### Molecular Representation and Algorithm
We will use _Adleman's_ paper ideas for the molecular representations.<br>
For each vertex in the $G_{color}$, we will create 20 DNA bases long unique sequence as _Adleman_ did in his paper.<br>
We will also create unique DNA sequences for the edges in $G_{color}$ as Adleman_ did in his paper - using combination of 2 vertex parts which also unique and different from other complements combinations of sequences.<br>
By that we can represent $G_{color}$ using molecules, so let's dive into the algorithm itself:<br>

**Algorithm:**<br>
1. Create tube $T$ which will contain all the possible graph paths as we insert copies of all the vertices and edges representations (and their complements) and the _'Ligase'_ enzyme.
2. Amplify the full paths from $c_{1}$ to $c_{end}$ using PCR process with $c_{i}$ primers and $c_{end}$ complement representation.
3. Perform gel electrophoresis process to filter only the valid paths. For $|V|$ vertices in $G$, we need path in length of $2*|V| + 1$ of $G_{color}$, and because we represent vertex as 20 DNA bases sequence, we need exactly $40*|V| + 20$ length long path.
4. For each edge $e=(v_i,v_j) in G$ and for each color $C from \{C_1, C_2, C_3\}$:
    4.1 Pick all the DNA molecules from $T$ that contains the sequence $v_iC$ and transfer them into new tube $T_{valid}$
    4.2 Pick all the DNA molecules from $T_{valid}$ that contains the sequence $v_jC$ and drop them out of $T_{valid}$ tube.
    4.3 Transfer all DNA molecules from $T_{valid}$ into $T$.
5. Perform PCR to amplify the results in tube $T$ to avoid errors.
6. If the tube $T$ has any DNA molecules, the graph can be colored with 3 colors and return `True`. Otherwise, it cannot and return `False`.

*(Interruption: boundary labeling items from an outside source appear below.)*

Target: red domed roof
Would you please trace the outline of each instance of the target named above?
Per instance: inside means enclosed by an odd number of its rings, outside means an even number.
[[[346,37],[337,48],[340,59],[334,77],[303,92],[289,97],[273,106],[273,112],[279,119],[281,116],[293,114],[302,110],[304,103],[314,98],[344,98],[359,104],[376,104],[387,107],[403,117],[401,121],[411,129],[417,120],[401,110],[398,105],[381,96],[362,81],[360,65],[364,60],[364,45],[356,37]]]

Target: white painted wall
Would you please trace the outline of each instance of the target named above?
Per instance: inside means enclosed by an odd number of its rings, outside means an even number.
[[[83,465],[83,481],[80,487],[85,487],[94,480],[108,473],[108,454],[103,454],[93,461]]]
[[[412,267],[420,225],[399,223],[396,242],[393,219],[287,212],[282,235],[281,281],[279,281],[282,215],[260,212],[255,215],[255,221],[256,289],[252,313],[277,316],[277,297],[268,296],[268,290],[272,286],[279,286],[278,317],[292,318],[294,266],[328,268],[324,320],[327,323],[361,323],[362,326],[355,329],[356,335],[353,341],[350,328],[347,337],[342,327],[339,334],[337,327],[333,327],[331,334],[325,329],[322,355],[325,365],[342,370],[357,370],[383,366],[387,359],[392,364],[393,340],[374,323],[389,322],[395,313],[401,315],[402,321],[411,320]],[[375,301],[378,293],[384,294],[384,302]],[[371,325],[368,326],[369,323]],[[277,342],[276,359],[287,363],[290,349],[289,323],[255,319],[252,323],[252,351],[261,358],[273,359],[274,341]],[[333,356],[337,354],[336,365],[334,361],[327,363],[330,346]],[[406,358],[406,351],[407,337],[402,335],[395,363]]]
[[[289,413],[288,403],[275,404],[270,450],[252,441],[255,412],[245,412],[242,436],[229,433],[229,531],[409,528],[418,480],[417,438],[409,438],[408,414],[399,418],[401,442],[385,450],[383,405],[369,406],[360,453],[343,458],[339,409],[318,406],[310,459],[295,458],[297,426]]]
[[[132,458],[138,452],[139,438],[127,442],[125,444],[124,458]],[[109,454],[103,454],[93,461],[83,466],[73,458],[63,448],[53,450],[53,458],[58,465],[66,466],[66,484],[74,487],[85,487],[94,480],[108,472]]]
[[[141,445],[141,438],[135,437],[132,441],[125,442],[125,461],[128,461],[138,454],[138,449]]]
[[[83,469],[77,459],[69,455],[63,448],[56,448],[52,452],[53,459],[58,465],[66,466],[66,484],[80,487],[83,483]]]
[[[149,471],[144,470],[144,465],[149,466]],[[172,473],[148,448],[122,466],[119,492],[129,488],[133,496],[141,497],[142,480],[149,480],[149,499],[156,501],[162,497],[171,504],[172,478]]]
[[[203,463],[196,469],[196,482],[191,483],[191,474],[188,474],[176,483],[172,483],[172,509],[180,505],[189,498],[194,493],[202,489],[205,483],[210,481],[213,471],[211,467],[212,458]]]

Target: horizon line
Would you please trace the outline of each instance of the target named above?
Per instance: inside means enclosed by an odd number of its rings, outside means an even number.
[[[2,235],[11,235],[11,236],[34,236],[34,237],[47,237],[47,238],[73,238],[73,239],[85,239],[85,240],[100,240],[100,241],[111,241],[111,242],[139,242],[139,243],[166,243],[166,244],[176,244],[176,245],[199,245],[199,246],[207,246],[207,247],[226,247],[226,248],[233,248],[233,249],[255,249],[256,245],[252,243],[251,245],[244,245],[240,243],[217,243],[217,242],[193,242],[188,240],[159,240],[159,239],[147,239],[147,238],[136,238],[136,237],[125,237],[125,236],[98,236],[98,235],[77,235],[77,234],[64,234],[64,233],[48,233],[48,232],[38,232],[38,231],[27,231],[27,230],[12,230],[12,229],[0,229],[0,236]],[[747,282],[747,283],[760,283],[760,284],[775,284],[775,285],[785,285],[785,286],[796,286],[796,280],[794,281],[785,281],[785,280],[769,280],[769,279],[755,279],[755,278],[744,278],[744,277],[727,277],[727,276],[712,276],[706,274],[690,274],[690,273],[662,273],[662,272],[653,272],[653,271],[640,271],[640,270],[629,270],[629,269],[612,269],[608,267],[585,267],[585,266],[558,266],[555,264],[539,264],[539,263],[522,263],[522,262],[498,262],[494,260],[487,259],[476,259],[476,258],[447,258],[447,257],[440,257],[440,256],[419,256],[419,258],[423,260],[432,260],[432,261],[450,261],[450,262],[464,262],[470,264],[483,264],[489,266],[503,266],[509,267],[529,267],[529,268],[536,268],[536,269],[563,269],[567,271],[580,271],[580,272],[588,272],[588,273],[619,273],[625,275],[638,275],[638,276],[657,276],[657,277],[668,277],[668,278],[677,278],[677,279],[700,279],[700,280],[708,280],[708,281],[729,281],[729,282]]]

After step 1 we have all the possible paths in the graph $G_{color}$.<br>
In step 2 we are amplifying the paths that starting with first vertex and ends with end vertex.<br>
In step 3 we are filtering only the valid paths with contains all the vertices in the graph.<br>
In step 4 we are filtering only the valid paths thats qualify the restriction of the problem - two vertices neighbors cannot have the same color.<br>
In step 5 we are amplifying the results to avoid mutation errors and etc.<br>
And in the last step, we are checking if we got any DNA molecules left, which determines if there is solution to the problem.

## How to run the code:

### Requirements:
None.

### Instructions:
The code written Python 3.8 and stored in the `molecular_computation` folder.

The code can be run only from the `main.py` explicitly inside the `molecular_computation` folder without any configuration at all (it includes virtual environment which contains Python 3.8).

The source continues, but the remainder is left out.